One of the worst side effects of Pentagon growth is our unrelenting push to export the arms that we make in increasing numbers. “The global arms trade is a $60 billion yearly business,” reports FPIF columnist Conn Hallinan in The Real “Merchants of Death.” “The United States controls nearly 40 percent of this trade, defending its turf with the ferocity of a junkyard dog. The 10 biggest arms exporters are — in order — the United States, Russia, Germany, France, the United Kingdom, Spain, China, Israel, the Netherlands, and Italy. Sweden and Switzerland are close behind. This order shifts from year to year, but one thing never changes: The United States is always No. 1.”

Meanwhile, we continue to hold on tenaciously to a nuclear weapons complex that even Cold Warriors like George P. Shultz now realize undermine U.S. national security. The Senate is considering the New START agreement with Russia, but already the hawks have extracted concessions from the Obama administration to pump money into modernizing the very weapons that we promise eventually to eliminate.
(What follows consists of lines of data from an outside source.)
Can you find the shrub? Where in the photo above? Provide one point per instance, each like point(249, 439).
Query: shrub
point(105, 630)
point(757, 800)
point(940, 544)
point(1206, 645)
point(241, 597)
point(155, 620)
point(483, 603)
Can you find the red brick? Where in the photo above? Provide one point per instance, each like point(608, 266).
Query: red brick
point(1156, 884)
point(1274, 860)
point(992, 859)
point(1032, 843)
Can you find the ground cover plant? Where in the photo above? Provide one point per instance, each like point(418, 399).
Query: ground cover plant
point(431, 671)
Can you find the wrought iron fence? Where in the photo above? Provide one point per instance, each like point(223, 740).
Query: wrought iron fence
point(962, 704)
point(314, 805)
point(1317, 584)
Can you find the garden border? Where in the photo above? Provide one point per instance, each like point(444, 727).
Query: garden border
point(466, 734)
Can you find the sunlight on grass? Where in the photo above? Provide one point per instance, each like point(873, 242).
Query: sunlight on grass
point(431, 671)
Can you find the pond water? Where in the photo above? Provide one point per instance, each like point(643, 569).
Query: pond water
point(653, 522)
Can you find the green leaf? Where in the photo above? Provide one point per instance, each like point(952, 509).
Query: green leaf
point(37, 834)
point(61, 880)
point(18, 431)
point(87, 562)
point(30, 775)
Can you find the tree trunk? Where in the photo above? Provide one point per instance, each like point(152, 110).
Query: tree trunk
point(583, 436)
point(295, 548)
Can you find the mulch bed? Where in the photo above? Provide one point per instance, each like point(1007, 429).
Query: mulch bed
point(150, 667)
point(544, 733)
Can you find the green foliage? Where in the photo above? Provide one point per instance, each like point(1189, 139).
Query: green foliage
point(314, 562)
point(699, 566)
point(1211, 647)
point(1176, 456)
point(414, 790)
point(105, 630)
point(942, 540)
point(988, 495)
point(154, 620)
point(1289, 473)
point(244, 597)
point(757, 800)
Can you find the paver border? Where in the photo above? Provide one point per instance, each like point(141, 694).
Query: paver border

The Obama administration has even pushed back against European proposals to remove the 200 tactical nuclear weapons the United States maintains in Belgium, Germany, Italy, the Netherlands, and Turkey. But, writes FPIF contributor Stephen Herzog in The End of Tactical Nukes in Europe?, a new NATO contingency plans might just prepare for the removal of these Cold War remnants. “U.S. tactical nuclear weapons in Europe create divisions within NATO, complicate conventional and strategic arms control efforts, and contribute to the overall climate of distrust between Moscow and Brussels,” Herzog writes. “While contingency planning for states bordering Russia may also be somewhat provocative to the Kremlin, these arrangements enhance alliance solidarity and provide vast opportunities for NATO burden sharing. And most importantly, Article 5 contingency planning presents nearly unequivocal proof of an American and Western European commitment to the security of Central and Eastern Europe.”

As for the larger goal of global nuclear disarmament, FPIF contributor Lawrence Wittner points out in Public Mobilization for a Nuclear-Free World that while opposition to nuclear weapons is widespread, but it does not run deep. Support for a treaty abolishing nuclear weapons attracts only minority support in India, Pakistan, Israel, and Russia. “Another sign support for a nuclear-free world is weaker than implied by its favorability ratings is that an April 2010 poll among Americans found that, although a large majority said they favored nuclear abolition, 87 percent considered this goal unrealistic,” Wittner writes.

Finally, our FPIF Pick this week is Midnight on the Mavi Marmara, a collection of essays about the Israeli attack on the flotilla heading to Gaza in late May. This first book on the flotilla massacre, FPIF contributor Peter Certo writes, serves “as the general public’s introduction to civil society and the Gaza crisis — a collection of eyewitness accounts as well as a useful background reader, and a clarion call to action infused with the energy and efficacy of the activists themselves.”